L’excellence du long métrage de Clint Eastwood tient aussi dans le choix judicieux d’interprètes de qualité. John Malkovich est sobrement efficace. Jeffrey Donovan nous agace par sa suffisance et son inaction. Denis O’Hare joue un médecin expert en psychiatrie dont le cynisme nous glace d’effroi. Colm Feore interprète un chef de la police qui révolte le public par sa propension à défendre l’indéfendable. Jason Butler Harner campe un tueur en série bestial qui nous met mal à l’aise tout au long du film. Geoffrey Pierson interprète avec maîtrise l’une des (trop rares) bonnes âmes du film. Michael Kelly (Détective Ybarra) est l’un des éléments qui changent la donne au sein d’une police rongée par la corruption.

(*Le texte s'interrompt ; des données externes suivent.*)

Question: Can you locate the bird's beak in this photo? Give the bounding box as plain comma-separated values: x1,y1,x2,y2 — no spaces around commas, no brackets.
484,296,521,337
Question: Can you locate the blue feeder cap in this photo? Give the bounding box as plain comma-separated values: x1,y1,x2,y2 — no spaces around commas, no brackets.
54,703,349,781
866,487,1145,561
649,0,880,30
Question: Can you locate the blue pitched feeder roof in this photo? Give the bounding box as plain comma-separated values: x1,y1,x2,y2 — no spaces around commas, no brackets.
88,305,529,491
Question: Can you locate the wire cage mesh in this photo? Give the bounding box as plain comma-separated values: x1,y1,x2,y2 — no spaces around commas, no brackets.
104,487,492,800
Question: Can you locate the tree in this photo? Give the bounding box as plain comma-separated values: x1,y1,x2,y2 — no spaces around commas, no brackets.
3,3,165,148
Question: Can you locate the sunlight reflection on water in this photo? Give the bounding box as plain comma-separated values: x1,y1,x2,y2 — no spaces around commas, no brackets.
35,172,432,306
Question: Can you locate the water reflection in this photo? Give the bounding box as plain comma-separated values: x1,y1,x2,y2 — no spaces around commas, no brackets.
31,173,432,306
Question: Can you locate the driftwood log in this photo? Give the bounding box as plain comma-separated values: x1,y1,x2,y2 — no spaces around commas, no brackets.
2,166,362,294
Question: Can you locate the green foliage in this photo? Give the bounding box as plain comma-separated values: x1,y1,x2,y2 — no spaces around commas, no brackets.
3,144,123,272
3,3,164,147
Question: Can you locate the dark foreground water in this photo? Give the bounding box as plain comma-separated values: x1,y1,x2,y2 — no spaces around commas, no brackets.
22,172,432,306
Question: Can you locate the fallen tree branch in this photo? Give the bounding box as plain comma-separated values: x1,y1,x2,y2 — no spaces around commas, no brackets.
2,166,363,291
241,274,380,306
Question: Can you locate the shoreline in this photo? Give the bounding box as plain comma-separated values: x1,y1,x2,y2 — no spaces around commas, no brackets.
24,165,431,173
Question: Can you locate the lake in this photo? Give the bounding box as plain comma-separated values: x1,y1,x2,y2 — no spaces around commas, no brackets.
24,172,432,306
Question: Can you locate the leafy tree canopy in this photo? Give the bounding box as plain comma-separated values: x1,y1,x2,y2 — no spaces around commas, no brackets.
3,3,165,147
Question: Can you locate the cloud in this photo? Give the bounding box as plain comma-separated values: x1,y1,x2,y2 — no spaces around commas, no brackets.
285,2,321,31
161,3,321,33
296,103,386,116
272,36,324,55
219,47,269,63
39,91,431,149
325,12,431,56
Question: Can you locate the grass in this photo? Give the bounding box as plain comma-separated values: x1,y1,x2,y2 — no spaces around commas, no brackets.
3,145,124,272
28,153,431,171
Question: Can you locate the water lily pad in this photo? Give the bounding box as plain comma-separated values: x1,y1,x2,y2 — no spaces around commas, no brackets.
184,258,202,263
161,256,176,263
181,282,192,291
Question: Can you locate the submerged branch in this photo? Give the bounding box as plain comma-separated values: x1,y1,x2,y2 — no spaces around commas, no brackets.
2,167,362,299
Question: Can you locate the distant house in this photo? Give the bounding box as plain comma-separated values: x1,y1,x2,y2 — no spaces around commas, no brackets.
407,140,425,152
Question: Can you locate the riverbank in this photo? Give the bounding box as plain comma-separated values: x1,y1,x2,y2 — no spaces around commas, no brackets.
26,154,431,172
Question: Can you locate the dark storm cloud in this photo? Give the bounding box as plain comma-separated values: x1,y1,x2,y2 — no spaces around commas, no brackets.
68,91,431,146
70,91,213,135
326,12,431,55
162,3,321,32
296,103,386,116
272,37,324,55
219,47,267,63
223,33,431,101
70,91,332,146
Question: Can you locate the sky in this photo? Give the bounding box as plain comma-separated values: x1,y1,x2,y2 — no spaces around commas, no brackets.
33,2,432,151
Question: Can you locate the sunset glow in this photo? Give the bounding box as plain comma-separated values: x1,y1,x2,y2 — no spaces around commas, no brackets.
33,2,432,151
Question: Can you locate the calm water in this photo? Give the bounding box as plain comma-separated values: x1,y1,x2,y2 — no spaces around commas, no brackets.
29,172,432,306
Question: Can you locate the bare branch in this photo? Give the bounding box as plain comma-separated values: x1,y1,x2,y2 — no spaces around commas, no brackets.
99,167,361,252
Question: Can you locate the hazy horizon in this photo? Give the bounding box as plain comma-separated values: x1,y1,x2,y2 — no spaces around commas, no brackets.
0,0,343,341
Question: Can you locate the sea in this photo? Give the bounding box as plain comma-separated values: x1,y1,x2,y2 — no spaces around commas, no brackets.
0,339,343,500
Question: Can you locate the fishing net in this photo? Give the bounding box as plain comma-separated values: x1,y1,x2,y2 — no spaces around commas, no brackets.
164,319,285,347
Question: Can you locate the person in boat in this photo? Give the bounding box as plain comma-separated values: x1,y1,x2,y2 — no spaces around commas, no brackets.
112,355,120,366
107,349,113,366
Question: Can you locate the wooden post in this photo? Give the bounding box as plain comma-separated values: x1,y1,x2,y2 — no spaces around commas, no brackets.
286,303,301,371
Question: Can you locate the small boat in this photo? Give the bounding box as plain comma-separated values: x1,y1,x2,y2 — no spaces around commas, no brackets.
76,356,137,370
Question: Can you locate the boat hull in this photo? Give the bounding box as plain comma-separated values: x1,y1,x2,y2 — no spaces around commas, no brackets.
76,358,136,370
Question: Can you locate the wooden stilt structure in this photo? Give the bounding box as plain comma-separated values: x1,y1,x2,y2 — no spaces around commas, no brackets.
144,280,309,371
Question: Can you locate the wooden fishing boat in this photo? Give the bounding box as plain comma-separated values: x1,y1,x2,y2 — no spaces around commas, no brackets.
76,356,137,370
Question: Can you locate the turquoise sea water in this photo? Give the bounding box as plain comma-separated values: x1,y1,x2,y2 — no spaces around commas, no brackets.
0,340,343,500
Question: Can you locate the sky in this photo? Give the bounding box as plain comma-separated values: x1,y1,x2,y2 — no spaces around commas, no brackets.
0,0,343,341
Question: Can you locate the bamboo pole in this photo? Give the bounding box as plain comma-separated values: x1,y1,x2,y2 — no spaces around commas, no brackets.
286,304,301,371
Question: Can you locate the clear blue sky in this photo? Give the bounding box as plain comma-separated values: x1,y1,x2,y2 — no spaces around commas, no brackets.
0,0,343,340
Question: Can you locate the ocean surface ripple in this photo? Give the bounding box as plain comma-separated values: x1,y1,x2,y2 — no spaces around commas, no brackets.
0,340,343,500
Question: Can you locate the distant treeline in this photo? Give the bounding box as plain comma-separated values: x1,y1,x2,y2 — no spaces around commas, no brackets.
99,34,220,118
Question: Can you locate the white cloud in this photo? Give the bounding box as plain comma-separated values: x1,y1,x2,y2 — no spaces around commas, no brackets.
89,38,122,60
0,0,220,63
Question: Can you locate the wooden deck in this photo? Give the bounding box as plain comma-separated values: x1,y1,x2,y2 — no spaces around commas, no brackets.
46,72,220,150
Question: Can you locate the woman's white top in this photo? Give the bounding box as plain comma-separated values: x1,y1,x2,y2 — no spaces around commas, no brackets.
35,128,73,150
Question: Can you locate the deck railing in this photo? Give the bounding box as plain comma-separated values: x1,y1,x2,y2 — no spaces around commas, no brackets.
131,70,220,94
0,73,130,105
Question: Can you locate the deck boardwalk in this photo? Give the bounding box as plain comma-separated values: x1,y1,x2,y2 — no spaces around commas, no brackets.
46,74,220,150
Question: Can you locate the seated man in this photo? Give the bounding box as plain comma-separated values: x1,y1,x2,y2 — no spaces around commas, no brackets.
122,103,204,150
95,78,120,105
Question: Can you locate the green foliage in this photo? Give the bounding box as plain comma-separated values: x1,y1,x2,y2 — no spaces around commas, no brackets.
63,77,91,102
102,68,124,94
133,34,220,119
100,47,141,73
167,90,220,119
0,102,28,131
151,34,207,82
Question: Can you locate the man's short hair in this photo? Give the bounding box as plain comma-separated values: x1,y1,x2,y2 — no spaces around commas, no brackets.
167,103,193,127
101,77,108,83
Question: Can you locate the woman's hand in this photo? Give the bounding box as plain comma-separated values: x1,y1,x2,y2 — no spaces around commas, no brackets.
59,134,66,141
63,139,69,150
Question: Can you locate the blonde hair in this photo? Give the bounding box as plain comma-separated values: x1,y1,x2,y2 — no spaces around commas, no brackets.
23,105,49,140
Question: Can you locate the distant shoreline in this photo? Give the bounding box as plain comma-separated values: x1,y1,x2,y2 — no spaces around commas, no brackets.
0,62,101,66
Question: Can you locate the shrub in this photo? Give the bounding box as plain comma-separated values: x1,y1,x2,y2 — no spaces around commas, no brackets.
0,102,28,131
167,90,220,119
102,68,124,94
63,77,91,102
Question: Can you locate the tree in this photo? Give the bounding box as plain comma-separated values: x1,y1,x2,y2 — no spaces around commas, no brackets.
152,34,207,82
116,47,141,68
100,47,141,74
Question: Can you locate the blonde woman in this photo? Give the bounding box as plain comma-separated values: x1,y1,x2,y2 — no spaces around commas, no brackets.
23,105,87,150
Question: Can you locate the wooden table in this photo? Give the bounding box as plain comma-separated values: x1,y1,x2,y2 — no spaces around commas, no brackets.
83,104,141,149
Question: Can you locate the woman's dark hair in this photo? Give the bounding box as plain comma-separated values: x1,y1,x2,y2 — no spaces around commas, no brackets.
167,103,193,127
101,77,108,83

Clint Eastwood met en scène un long métrage plastiquement parfait. La réalisation est maîtrisée, assumée, aboutie. Je ne lui trouve aucun défaut. L’œuvre est émouvante, réelle, actuelle. Le film délivre un message intemporel d’espoir. Malgré toutes les épreuves, une femme trouve le courage de se relever et de dire "non" à un système qui n’a que faire des femmes célibataires.
"L’échange" résonne comme une leçon de vie.